Comparing Figure 2 and Figure 3 reveals that the SVM classifier achieves better classification results than the Decision Tree, KNN and Naïve Bayes. The results confirm the findings of Sharma and Dey (2012) and Oma et al. (2014). In the former study, researchers explore the applicability of five feature selection methods (Document Frequency, IG, Gain Ratio, CHI, and Relief-F) and seven machine learning based classification techniques (Naive Bayes, SVM, Maximum Entropy, Decision Tree, KNN, Winnow, and Adaboost) for sentiment analysis on online movie reviews dataset. The experimental results show that CHI achieves better performance than IG for feature selection and SVM performs better than other techniques for sentiment-based classification. In the latter study, researchers present an empirical comparison of three classifiers (SVM, Naïve Bayes, and KNN) for Arabic sentiment classification. The experimental results indicate that the SVM classifier outperforms the other techniques for Arabic sentiment-based classification. However, Palaniappan. T and Sundaraj (2014) obtained different results from us. They compared the performance of SVM and KNN classifiers in diagnosis respiratory pathologies using respiratory sounds from R.A.L.E database. The KNN classifier achieved better classification accuracy than SVM. This may be due to the differences between the application areas and the specific classification tasks.

4.2

Rule-based methods

To measure the influence of different rules on sentiment classification, the following seven groups of experiments were designed to conduct the comparative study. The first group of experiments is chosen as the baseline. 1) In the baseline method, KHJ (Nakamura, 1979) is utilized to directly classify sentences. 2) EVTs are complemented to the baseline method. 3) Kaomojis are added to the 2^nd method. 4) REWs are supplemented to the 3^rd method. 5) TIETs are appended to the 4^th method. 6) Negative words are inserted to the 5^th method. 7) Transitional words are introduced in the 6^th method.

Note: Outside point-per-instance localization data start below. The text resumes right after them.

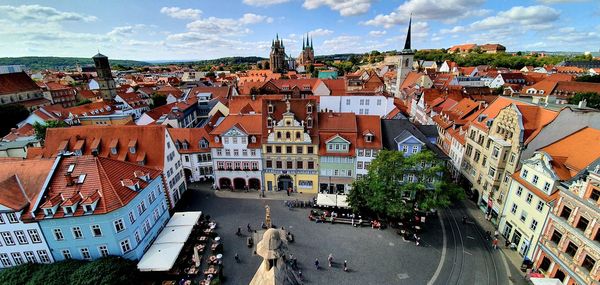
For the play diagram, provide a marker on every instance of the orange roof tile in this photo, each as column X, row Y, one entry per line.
column 21, row 181
column 102, row 175
column 567, row 152
column 151, row 140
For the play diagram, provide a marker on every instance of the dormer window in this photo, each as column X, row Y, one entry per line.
column 203, row 143
column 48, row 212
column 68, row 210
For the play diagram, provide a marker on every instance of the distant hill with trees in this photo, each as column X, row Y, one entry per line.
column 62, row 63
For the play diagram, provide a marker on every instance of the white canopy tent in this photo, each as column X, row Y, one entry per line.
column 163, row 253
column 545, row 281
column 332, row 200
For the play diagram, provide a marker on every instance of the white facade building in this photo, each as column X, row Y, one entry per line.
column 358, row 104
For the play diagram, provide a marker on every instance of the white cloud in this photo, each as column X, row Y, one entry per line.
column 320, row 32
column 559, row 1
column 227, row 26
column 344, row 7
column 349, row 44
column 377, row 33
column 250, row 18
column 183, row 14
column 528, row 18
column 447, row 11
column 264, row 3
column 41, row 13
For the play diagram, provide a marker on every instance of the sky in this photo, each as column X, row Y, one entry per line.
column 206, row 29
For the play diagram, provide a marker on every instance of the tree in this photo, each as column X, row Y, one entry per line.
column 588, row 78
column 106, row 271
column 10, row 115
column 158, row 100
column 592, row 99
column 396, row 183
column 83, row 102
column 40, row 129
column 18, row 275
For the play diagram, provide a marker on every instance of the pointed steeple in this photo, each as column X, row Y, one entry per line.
column 407, row 43
column 307, row 45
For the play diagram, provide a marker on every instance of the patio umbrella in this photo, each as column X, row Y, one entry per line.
column 196, row 257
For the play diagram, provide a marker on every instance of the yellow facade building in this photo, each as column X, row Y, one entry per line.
column 290, row 146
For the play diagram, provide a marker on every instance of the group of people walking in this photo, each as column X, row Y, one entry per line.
column 330, row 262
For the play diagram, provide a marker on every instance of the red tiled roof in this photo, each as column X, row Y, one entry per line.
column 567, row 154
column 151, row 141
column 103, row 178
column 369, row 124
column 22, row 180
column 192, row 136
column 337, row 87
column 217, row 92
column 251, row 124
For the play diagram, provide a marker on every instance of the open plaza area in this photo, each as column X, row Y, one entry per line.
column 374, row 256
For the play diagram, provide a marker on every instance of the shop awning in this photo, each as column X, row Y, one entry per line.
column 330, row 200
column 163, row 253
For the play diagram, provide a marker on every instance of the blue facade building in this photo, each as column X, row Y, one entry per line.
column 95, row 207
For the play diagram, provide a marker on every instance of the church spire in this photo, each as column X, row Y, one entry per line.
column 407, row 43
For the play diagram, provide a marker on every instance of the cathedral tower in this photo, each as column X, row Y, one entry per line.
column 277, row 58
column 307, row 55
column 105, row 80
column 405, row 62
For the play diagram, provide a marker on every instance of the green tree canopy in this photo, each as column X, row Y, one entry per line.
column 40, row 129
column 10, row 115
column 396, row 183
column 106, row 271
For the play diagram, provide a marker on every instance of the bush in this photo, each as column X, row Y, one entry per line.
column 106, row 271
column 58, row 273
column 18, row 275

The macro-average and micro-average values are shown in Table 1. The precision, recall and F1 values of each category are demonstrated in Table 2.

Table 1

The results of rule-based methods.

	macro-average	micro-average
Group 1	0.4606	0.5350
Group 2	0.6419	0.6891
Group 3	0.6436	0.6924
Group 4	0.6436	0.6924
Group 5	0.6422	0.6914
Group 6	0.6527	0.6940
Group 7	0.6847	0.7185

Table 2

The classification results of all emotional categories.

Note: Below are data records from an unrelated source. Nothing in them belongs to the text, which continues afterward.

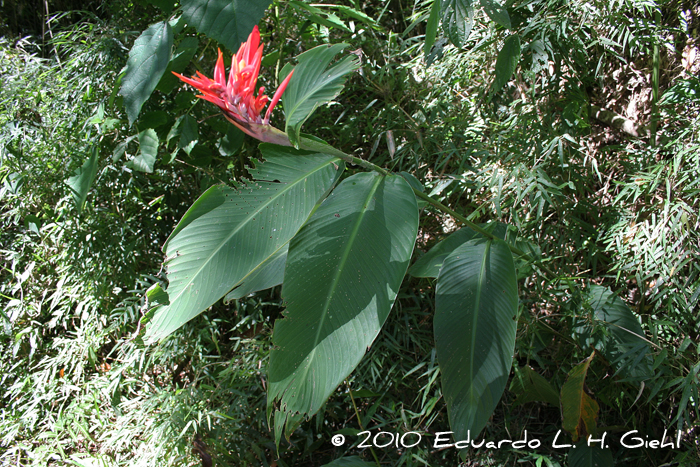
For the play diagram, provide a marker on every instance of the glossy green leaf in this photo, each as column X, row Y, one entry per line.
column 148, row 59
column 227, row 21
column 476, row 304
column 343, row 272
column 82, row 179
column 430, row 263
column 583, row 455
column 530, row 386
column 457, row 20
column 148, row 150
column 579, row 410
column 496, row 12
column 189, row 134
column 268, row 274
column 315, row 82
column 350, row 461
column 506, row 63
column 615, row 331
column 228, row 233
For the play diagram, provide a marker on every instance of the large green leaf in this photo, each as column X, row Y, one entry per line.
column 82, row 179
column 229, row 233
column 148, row 150
column 343, row 272
column 475, row 322
column 579, row 411
column 430, row 263
column 148, row 59
column 226, row 21
column 314, row 83
column 506, row 63
column 457, row 20
column 496, row 12
column 268, row 274
column 615, row 331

	Positive			Neutral			Negative
	Precision	Recall	F1	Precision	Recall	F1	Precision	Recall	F1
Group 1	0.8366	0.3282	0.4714	0.4596	0.8967	0.6077	0.4780	0.2216	0.3028
Group2	0.7691	0.7547	0.7618	0.6429	0.6494	0.6462	0.5056	0.5306	0.5178
Group3	0.7713	0.7618	0.7665	0.6478	0.6494	0.6486	0.5042	0.5277	0.5157
Group4	0.7713	0.7618	0.7665	0.6478	0.6494	0.6486	0.5042	0.5277	0.5157
Group 5	0.7713	0.7618	0.7665	0.6475	0.6469	0.6472	0.4986	0.5277	0.5127
Group6	0.7790	0.7508	0.7647	0.6426	0.6562	0.6493	0.5214	0.5685	0.5439
Group7	0.8057	0.7625	0.7835	0.6539	0.6926	0.6727	0.5871	0.6093	0.5980

Compared with the results of the baseline method, it is found that group 2 obviously exceeds the baseline in terms of F1 values in all three categories, i.e. positive, negative and neutral. Thus, it is more efficient to utilize EVTs to predict the emotional categories of sentences than to use the baseline. To explore the causes of the large differences (18.13% in macro-average and 15.41% in micro-average) between the two methods, we further investigate the items of KHJ (Nakamura, 1979) and find that KHJ (Nakamura, 1979) is mainly confined to the written language and lacks of colloquialisms, which leads to poor performance on online information reviews because the latter contains more colloquialisms and fewer formal written expressions than the former. The problem is well resolved in the EVTs as a large number of oral emotional words are supplemented.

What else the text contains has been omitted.